Connors was ranked world's no 1 for 5 years in a row from 1974 thru 1978 even though this was disputed by a lot of people especially in 1977 when he didn’t win a grand slam title. What affected Connors was that the world and he thought he would dominate men’s tennis for many years to come, but when this didn't happen for him he found it difficult to accept.
He also liked his fame too much. He dated Chris Evert and ‘a Miss World’ followed by string of other beauties, he gained 20lbs in weight at the beginning of 1975 due to his playboy lifestyle. This reflected in him losing all 3 of the Grand Slam finals he played in, against 3 opponents he should have beaten easily. He partly made up for this by winning the unique 2 Las Vegas challenge matches against Laver & Newcombe. These were tennis’ first million dollar winner takes all matches. The two challenge matches captured the imagination of the public especially in the US, tennis was well and truly in its ‘Golden era’ and Connors was its main star. While tennis fans enjoyed Connors' gritty style and his never-say-die attitude, they often were shocked by his antics.
His sometimes appalling on-court behavior, like giving the finger to a linesman after disagreeing with a call did not help his approval rating. Connors, never played the self-promotion game or, to be more exact, he never played it well. Though he became a crowd favourite, he was even referred to as ‘The People’s Champion’. From 1982 onwards, he alienated a lot of tennis insiders along the way.
If Jimmy didn’t like you, you knew it. And he didn’t like a lot of people. During the early part of his career, Connors frequently argued with umpires, linesmen, the players union, Davis Cup officials and other players. He was even booed at Wimbledon -- a rare show of disapproval there for snubbing the Parade of Champions on the first day of the Centenary in 1977.
In this time Connors went from one clothing sponsor to the next as they couldn’t keep up with his demands. He started his career being sponsored by Fred Perry, followed by Sergio Tacchini and then moving onto Robert Bruce JC. He finally settled with Cerruti 1881 in 1980 with a 4 year sponsorship deal. This was the most expensive tennis clothing of its day and to this day Cerutti 1881 still haven’t done a remake and then once again in the twilight stages of his career he reverted back to Robert Bruce JC. After being a supporting act to Borg and McEnroe from 1979 thru 1981, ‘Jimbo’ returned to being the number 1 tennis player in the world in 1982 after winning his 2nd Wimbledon title and his 4th US Open crown. This was partly helped by Bjorn Borg retiring from the game at the end of 1981. Connors had suddenly become what seemed like overnight ‘The People’s Champion’. From being the crowd’s villain to a huge hero of the game.
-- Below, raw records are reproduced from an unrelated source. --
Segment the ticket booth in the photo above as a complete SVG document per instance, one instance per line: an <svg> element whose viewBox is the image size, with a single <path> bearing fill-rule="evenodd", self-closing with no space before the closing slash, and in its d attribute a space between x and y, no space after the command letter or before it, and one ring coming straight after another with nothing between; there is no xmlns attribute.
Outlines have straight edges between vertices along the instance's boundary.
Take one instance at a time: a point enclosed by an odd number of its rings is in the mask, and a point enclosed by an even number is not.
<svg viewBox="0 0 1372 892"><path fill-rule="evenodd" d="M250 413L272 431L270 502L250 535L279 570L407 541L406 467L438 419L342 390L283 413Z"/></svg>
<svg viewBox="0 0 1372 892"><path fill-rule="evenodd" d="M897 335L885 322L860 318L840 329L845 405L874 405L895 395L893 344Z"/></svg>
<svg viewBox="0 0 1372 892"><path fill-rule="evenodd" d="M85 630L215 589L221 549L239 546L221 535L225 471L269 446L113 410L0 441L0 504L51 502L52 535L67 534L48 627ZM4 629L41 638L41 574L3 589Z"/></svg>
He continued to gain popularity in the tennis world with what seemed like one heroic match after the other, climaxing with his unforgettable run to the US open semi-finals in 1991 at the grand old age of 39.
He finally stopped playing on the Men’s circuit at the end of 1992. Looking back on his long career it’s widely accepted he wasn’t the best player of all time, but he certainly was its most important and exciting. Connors is releasing his autobiography next year and it’s very eagerly anticipated as there are very few players that are able to say that they were at the top of their sport for 20 years! Even to this day, approaching his 60th birthday on 2nd Sept 2012 he is still playing and competing in exhibitions against the likes of Agassi, Sampras & Courier all 20 years his junior. A quite remarkable achievement by a very remarkable player, whom is the one and only James Scott Connors.